Despite the slow progression of CRC, taking approximately 10-15 years [4], a majority of CRC patients, including in Yogyakarta are diagnosed at advanced stages due to the difficulties in diagnosis even though early diagnosis plays a crucial role in determining the success of therapy [3].

Fecal samples offer various biomarkers for CRC detection. Fecal Occult Blood Test (FOBT) and Fecal Immunochemical Test (FIT) screening method use blood as biomarker in the stool. However, both have low sensitivity and specificity especially at premalignant stages of CRC [5]. Another widely used method is colonoscopy, but it comes with its own problems as it is more invasive and requires technical experts to perform the procedure [6]. Something that is really hard to find in rural areas in Yogyakarta.

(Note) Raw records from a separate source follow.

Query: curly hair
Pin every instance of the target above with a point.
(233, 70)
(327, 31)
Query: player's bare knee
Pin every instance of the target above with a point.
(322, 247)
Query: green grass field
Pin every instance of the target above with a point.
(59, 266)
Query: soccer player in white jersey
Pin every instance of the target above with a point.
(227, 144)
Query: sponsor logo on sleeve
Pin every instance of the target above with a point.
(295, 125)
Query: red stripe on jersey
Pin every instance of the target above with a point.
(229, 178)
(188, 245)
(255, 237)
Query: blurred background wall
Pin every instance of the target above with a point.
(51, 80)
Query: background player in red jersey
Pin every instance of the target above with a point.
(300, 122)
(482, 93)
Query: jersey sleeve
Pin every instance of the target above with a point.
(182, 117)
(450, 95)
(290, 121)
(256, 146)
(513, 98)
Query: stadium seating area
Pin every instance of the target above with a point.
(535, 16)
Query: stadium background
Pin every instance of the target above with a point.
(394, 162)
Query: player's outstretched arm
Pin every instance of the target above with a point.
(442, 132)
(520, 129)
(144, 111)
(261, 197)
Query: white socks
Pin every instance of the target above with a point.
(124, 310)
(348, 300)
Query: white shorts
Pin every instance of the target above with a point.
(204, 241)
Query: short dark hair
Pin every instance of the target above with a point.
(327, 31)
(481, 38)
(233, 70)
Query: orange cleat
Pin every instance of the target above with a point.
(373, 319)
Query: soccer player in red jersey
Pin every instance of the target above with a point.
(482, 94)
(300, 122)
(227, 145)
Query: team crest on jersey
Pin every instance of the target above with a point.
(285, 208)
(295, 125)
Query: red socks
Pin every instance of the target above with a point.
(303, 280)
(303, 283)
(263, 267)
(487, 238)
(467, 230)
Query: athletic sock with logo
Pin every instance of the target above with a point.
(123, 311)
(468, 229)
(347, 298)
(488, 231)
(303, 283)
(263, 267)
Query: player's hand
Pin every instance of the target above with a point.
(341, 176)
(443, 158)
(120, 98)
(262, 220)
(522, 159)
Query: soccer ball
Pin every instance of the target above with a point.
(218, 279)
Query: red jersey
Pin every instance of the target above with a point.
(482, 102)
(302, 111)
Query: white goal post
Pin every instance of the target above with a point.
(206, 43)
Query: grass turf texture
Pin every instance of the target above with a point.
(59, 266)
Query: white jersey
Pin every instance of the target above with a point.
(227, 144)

One of the most promising biomarkers for CRC is RNA in the form of miRNA. They have been found to be dysregulated in various types of cancer, making them potential biomarkers for cancer screening and diagnosis [7]. Different miRNAs such as miR-92a and miR-21 exhibit upregulation during the early adenoma and advanced adenoma stages, respectively [8] (Figure 1.). Data from previous research shows that the sensitivity of miR-21 and miR-92a are ranging from 56-86.05% and 72-92.07% respectively. Whereas the specificity of miR-21 and miR-92a are ranging from 48.3-81.08% and 51.7-73% [9,10,11]. Although, these numbers were based on the stool sample and the lumen sample should hold for better results compared to the stool. Thus, both of these miRNA have the potential to serve as biomarkers, facilitating the early detection of CRC with an appropriate detector.

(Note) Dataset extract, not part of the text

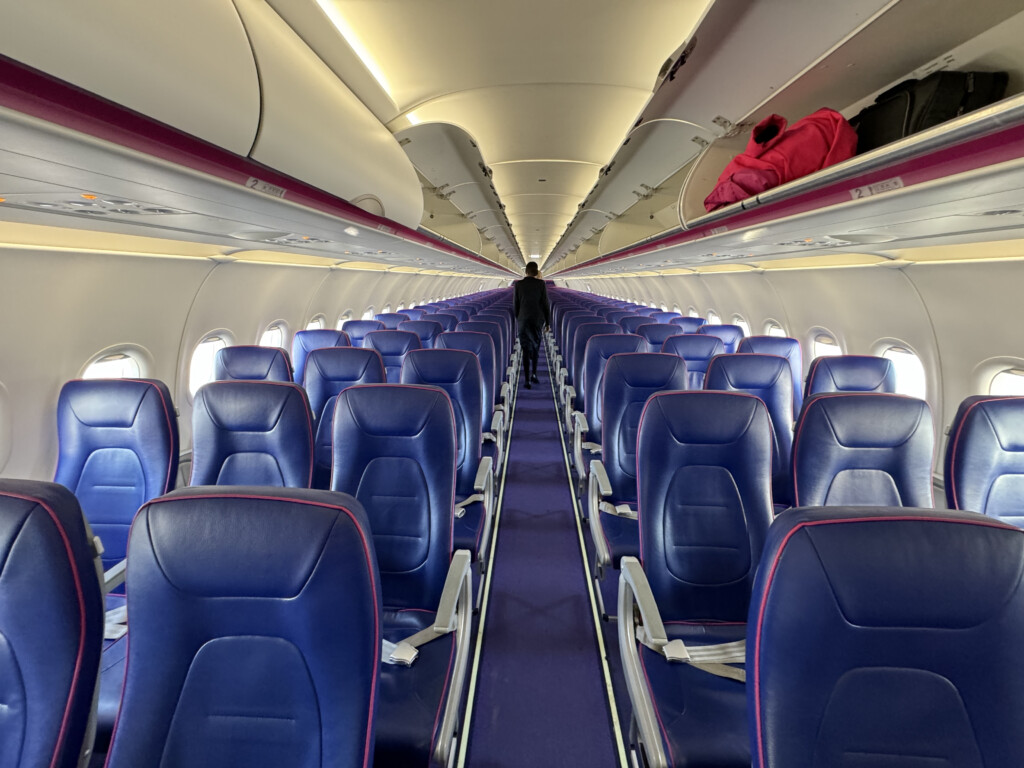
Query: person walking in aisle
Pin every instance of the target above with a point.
(532, 312)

miRNA is typically detected using the qPCR method which is the current gold standard, but qPCR is a relatively expensive method of detection in terms of reagent and the instrument required for screening especially in rural areas [12]. Thus, a new method is needed as a detector for miRNA as the biomarker of CRC. One of the novel detector systems developed for specific nucleic acid sequences is LIRA. Loop-Initiated RNA Activator (LIRA) is a novel nucleic acid detection method based on RNA secondary structure. LIRA utilizes the concept of protein translation, wherein translation cannot commence if the ribosome fails to bind to the Ribosome Binding Site (RBS). By closing the RBS sequence in its secondary structure and opening it in the presence of a specific sequence, LIRA can be employed as a detector for specific nucleic acid biomarkers. LIRA could be designed with various inputs and gates, including an OR gate, which facilitates the output or the expression of a reporter gene upon the presence of either of the two input sequences [13] (Figure 2.). Consequently, LIRA can be developed into a biodevice for detecting specific early-stage CRC biomarkers, such as miR-21 in the early adenoma phase and miR-92a in the advanced adenoma phase. However, in order to express LIRA, a safe and non-toxic biological host or chassis is required in the lumen.

Escherichia coli Nissle 1917 or EcN is a bacterium that potentially could be used as chassis for human uses. It was developed by Dr. Alfred Nissle from the World War 1 era and since then has been marketed with the brand name Mutaflor® for Inflammatory Bowel Disease (IBD) treatment [14]. Today, EcN has been discovered to have anticancer activity by specifically colonizing and altering the signaling pathways of CRC cells [15] [16]. In addition, the two endogenic plasmids of EcN could be engineered and maintained without the need of antibiotic selection [17]. These properties of EcN make it a suitable chassis for use in CRC.

With the concepts of synthetic biology, we developed a living early screening system with an engineered EcN to become the host of a LIRA biodevice that could detect miR-21 and miR-92a as the early biomarkers of CRC.